Coronavirus

Casi stabili, su le rianimazioni. Record nel Lazio: posti esauriti

Sono 1.392 i nuovi contagi, in terapia intensiva in 239. All'Umberto letti finiti, Vaia: "È la coda delle vacanze"

Casi stabili, su le rianimazioni. Record nel Lazio: posti esauriti

In aumento i ricoveri in terapia intensiva. La crescita del numero di casi gravi, tanto da richiedere un supporto respiratorio, è l'indicatore più importante, quello che può di nuovo far scattare un allarme dal quale potrebbero conseguire misure più restrittive. E l'attenzione sale in particolare nel Lazio. L'ultimo bollettino segnala una diffusione generale del coronavirus in costante crescita ma comunque sotto controllo. I nuovi casi 1.392 su 87.303 tamponi eseguiti. Le vittime sono 14. In terapia intensiva ora ci sono 239 pazienti sette più di ieri e i ricoveri «ordinari» salgono di 129 unità e salgono a 2.604. Superati i 300mila casi totali, 300.897.

Per il ministro della Salute, Roberto Speranza, ci troviamo in una fase di «resistenza» e se per il vaccino anticovid si punta ad avere le prime dosi entro la fine dell'anno possiamo anche sperare che al più presto arrivino cure e terapie più efficaci, come quelle basate sugli anticorpi monoclonali. Sul fronte scuola Speranza punta a utilizzare anche qui i test antigenici impiegati in porti ed aeroporti: veloci e sicuri. Sui test salivari invece ancora troppe incertezze. Il ministro poi insiste sulla necessità di sottoporsi al vaccino antinfluenzale: le dosi saranno sufficienti per tutti.

Preoccupa in particolare l'impennata di nuovi casi nel Lazio: addirittura 238 ieri e in continuo aumento da giorni. Francesco Le Foche, responsabile del Day hospital di immunoinfettivologia del Policlinico Umberto I di Roma, segnala che il loro reparto Covid «è già al completo».

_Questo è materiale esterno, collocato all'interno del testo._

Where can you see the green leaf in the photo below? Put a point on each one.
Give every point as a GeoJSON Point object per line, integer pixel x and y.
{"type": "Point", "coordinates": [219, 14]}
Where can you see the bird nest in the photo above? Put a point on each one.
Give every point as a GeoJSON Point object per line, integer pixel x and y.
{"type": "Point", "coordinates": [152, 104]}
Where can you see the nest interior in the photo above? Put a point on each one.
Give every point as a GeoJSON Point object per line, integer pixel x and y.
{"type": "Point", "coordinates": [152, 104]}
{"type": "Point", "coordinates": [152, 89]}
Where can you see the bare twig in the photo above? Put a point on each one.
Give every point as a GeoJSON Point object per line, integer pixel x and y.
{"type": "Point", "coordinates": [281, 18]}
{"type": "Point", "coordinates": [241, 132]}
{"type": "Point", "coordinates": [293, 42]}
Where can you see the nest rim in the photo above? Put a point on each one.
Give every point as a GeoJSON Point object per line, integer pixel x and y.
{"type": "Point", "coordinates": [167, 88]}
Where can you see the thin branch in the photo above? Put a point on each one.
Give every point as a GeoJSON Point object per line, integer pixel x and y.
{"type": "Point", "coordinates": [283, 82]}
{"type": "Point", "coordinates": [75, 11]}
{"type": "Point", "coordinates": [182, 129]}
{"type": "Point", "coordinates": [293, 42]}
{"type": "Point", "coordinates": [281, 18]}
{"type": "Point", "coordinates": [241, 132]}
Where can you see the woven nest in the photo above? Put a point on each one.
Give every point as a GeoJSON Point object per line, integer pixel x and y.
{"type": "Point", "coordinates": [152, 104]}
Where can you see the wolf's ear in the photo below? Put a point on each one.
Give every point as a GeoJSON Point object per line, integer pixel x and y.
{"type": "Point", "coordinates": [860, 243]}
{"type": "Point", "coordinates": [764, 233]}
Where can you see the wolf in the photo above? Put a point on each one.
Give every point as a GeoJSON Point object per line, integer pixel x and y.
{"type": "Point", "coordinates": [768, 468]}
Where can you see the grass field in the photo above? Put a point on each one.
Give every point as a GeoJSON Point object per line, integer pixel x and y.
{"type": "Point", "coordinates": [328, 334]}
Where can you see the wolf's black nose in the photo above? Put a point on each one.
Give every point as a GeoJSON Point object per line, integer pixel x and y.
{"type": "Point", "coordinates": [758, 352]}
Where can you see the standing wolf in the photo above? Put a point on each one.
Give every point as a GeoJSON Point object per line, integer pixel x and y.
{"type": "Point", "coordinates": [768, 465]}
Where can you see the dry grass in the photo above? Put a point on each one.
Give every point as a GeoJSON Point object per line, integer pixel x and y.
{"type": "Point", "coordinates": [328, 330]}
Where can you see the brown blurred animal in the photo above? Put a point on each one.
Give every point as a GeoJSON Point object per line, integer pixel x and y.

Una situazione che desta allarme segnalata anche dal direttore sanitario dell'Inmi Spallanzani di Roma, Francesco Vaia. «Osserviamo un aumento delle terapie intensive dovuto essenzialmente all'aumento dell'età media dei pazienti e delle patologie concomitanti, soprattutto nei soggetti anziani», avverte Vaia che ritiene ora si debba «intervenire rapidamente sul territorio, potenziando le cure domiciliari». Per Vaia ci troviamo «nella coda del fenomeno di ritorno dalle vacanze e i contagi avvengono attraverso contatti intrafamiliari o per cluster riconducibili a comunità di stranieri residenti». Infine, conclude Vaia, «occorre intervenire a livello europeo per attività di test negli aeroporti, porti e stazioni ed evitare che si imbarchino persone positive al coronavirus».

Più ottimista la posizione del viceministro alla Salute, Pierpaolo Sileri che ritiene assisteremo a «una crescita controllata attraverso tamponi e sorveglianza». E anche se «i focolai saranno tantissimi e ci sarà anche una sovrapposizione con le sindromi influenzali», per il viceministro «non dobbiamo preoccuparci perché la seconda ondata che vivremo in tutto il mondo difficilmente sarà come quella di febbraio e marzo». Dunque per Sileri è pure possibile riaprire gli stadi al pubblico, anche se in modo graduale. «A maggio ero contrario ma poi visto l'andamento dei contagi ora ritengo sia giusta la decisione di riaprire gli stadi, ovviamente non la capienza completa - afferma Sileri - Mille posti però sono troppo pochi. La capienza può andare via via aumentando. Una riapertura totale in questo periodo non potrà esserci».

Una posizione che a molti esperti appare poco prudente. La Fondazione Gimbe ritiene una follia aprire gli stadi a una capienza del 50% sottolineando che l'espansione del bacino dei casi attualmente positivi da 12mila a 45mila nel giro di due mesi è importante.

Per Gimbe godiamo ancora i frutti di «un lockdown più precoce, rigoroso e prolungato».